In the webinar When the ADAS Calibration Does Not Work, Poole was joined by: Scott VanHulle, I-CAR repair and technical support team manager, Bud Center, I-CAR technical research and development manager, and Paul Bostel, LaMettry’s Collision master technician.
One of the first questions highlighted was: How do you know when a calibration has failed? The panel stated several reasons why a failure is possible, which included getting:
- Customer complaints;
- An error or the vehicle won’t calibrate;
- An error during the test drive;
- Multiple error messages;
- The systems showing signs of problems and no diagnostic trouble codes (DTC) are present; and
- Unresolved DTCs.
“I’ve seen instances where you can’t get a pass right off [of] the bat and you get kind of a let-down screen that says [it] failed and you don’t have a whole lot to go off of,” said Bostel. “I’ve also had successful calibrations and the systems fail several months after due to component failure which disabled the system.”
Bostel also mentioned there are also other indicators, like when a customer tells you that they think their vehicle isn’t picking up lines on the road like it used to. But getting customer feedback after collisions and repairs isn’t new for the industry.
“We’ve also seen this before ADAS with customers when there’s been a collision and the customer says there are issues,” said Poole. “Sometimes the customer’s view can be different after a collision.”
“It’s not surprising that with ADAS we see a lot more of these things,” said VanHulle. “One of the things we keep hearing in the industry is ‘if there’s no light it’ll be fine,’ but that’s just not true, because some of these systems won’t tell you anything [is wrong].”
Diagnosing the Problem
The panel agreed that prior to properly diagnosing the vehicle’s issue, the technician must first understand what has previously been done to the vehicle. This, according to the panel, also includes the types of materials that have been used on this vehicle. According to Bostel, having pictures from the collision and repair process is crucial in understanding where to start the base of potential damage.
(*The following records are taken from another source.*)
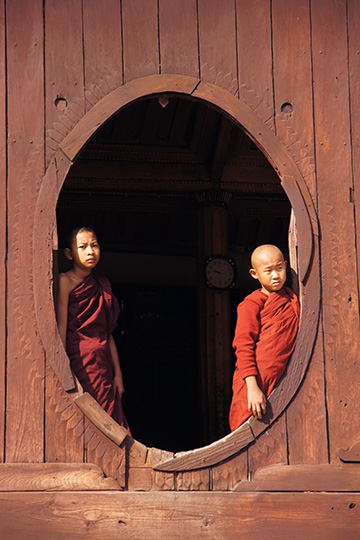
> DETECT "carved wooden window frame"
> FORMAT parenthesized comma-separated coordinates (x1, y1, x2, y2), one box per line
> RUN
(34, 74, 319, 472)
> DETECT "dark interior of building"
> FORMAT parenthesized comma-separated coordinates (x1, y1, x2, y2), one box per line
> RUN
(56, 95, 291, 452)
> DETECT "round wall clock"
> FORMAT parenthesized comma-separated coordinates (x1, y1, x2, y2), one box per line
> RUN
(204, 255, 237, 289)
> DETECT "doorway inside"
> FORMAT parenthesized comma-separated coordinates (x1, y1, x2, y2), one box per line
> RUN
(56, 95, 291, 452)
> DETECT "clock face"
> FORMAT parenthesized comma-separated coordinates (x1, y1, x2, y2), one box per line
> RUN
(205, 256, 236, 289)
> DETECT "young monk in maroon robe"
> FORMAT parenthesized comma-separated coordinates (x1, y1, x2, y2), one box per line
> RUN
(229, 244, 300, 432)
(57, 226, 130, 433)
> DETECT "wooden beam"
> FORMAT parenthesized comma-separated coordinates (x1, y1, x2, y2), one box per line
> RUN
(0, 463, 120, 492)
(74, 393, 128, 446)
(234, 463, 360, 492)
(0, 492, 359, 539)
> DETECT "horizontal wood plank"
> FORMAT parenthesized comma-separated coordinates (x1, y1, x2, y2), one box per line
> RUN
(0, 492, 359, 540)
(234, 464, 360, 492)
(0, 463, 119, 491)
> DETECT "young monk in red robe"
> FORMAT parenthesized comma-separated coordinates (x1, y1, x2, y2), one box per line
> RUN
(229, 244, 300, 432)
(57, 226, 130, 433)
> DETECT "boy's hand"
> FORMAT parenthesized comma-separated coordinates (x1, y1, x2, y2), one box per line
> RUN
(113, 373, 125, 398)
(245, 376, 267, 419)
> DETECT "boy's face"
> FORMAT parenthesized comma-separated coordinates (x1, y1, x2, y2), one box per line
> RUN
(66, 230, 100, 272)
(249, 247, 287, 295)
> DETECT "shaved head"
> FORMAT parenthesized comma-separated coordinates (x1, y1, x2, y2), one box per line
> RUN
(251, 244, 284, 270)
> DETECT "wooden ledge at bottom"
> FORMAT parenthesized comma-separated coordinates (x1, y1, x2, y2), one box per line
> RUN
(0, 463, 121, 491)
(233, 463, 360, 492)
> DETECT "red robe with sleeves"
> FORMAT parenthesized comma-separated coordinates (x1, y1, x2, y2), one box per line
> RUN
(229, 286, 300, 432)
(66, 274, 130, 432)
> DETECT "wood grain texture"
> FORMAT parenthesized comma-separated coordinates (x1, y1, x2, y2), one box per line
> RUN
(154, 421, 254, 472)
(0, 463, 119, 491)
(75, 393, 128, 446)
(236, 0, 274, 128)
(33, 152, 75, 391)
(0, 492, 359, 540)
(122, 0, 159, 83)
(311, 0, 360, 462)
(45, 0, 84, 163)
(348, 0, 360, 315)
(272, 0, 316, 200)
(159, 0, 198, 77)
(247, 416, 288, 478)
(234, 463, 360, 492)
(286, 326, 328, 464)
(0, 0, 5, 464)
(6, 0, 45, 463)
(338, 440, 360, 463)
(211, 451, 248, 491)
(84, 418, 126, 489)
(45, 365, 84, 463)
(83, 0, 123, 111)
(198, 0, 238, 95)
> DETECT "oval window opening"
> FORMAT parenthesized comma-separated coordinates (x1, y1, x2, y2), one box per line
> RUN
(55, 94, 295, 453)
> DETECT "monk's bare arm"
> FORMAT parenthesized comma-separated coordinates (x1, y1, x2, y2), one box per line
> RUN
(109, 335, 125, 398)
(57, 273, 72, 347)
(245, 375, 267, 419)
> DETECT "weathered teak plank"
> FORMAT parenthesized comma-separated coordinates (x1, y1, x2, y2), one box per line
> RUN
(211, 451, 248, 491)
(348, 0, 360, 309)
(122, 0, 159, 83)
(6, 0, 45, 463)
(339, 440, 360, 463)
(159, 0, 198, 77)
(236, 0, 274, 128)
(272, 0, 327, 465)
(311, 0, 360, 462)
(45, 0, 85, 163)
(44, 365, 84, 463)
(74, 393, 128, 446)
(234, 463, 360, 492)
(198, 0, 238, 95)
(0, 0, 5, 464)
(84, 418, 126, 489)
(154, 421, 254, 471)
(83, 0, 123, 111)
(0, 463, 119, 491)
(0, 492, 359, 540)
(273, 0, 316, 197)
(247, 416, 288, 478)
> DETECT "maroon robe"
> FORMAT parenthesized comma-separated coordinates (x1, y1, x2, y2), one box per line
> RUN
(66, 274, 130, 432)
(229, 287, 300, 431)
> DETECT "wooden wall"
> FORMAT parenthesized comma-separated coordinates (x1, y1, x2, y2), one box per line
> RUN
(1, 0, 360, 537)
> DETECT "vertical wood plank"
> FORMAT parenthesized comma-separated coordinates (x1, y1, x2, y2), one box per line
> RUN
(236, 0, 274, 127)
(159, 0, 199, 77)
(348, 0, 360, 306)
(247, 417, 288, 476)
(272, 0, 327, 464)
(45, 366, 84, 463)
(0, 0, 5, 463)
(45, 0, 84, 163)
(122, 0, 159, 83)
(311, 0, 360, 461)
(198, 0, 238, 95)
(84, 419, 126, 489)
(286, 330, 328, 463)
(272, 0, 316, 198)
(6, 0, 45, 462)
(212, 451, 247, 491)
(83, 0, 123, 111)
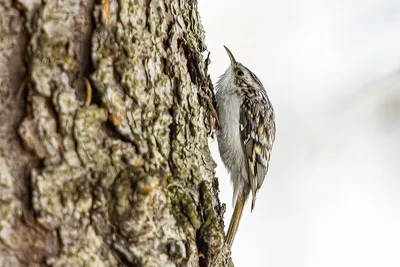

Meanwhile, VanHulle urges technicians to “check the basics.” “For me whenever you start going into anything electronic some people jump to ‘it has to be a computer or a module’, but nine times out of ten you can quickly resolve an issue if you check all of you basic things with the car first,” said VanHulle.
When it comes to diagnosing trouble codes Bostel instantly mentioned there are often times when technicians can have separate vehicle issues that are related. This is a part of the reason why he chooses a different approach when it comes to further diagnostics.
“I find that a lot of people go into the codes individually, but I like to take a more global approach and ask what all of this equates to and what does it relate to,” explained Bostel. “If you can tell that some of the codes are related to the same issue it can save you time versus looking up all of the codes you’re given.”
All four panelists agreed that having the proper influence in your business is key when trying to avoid a calibration failure. The shop’s noise and lighting were both mentioned as important variables.
“Having an environment that you can control, like having dimmable lighting is worth its weight in gold,” said Bostel. “You also have to factor in that you might not have anything wrong with the car, but that you have an issue with your environment.”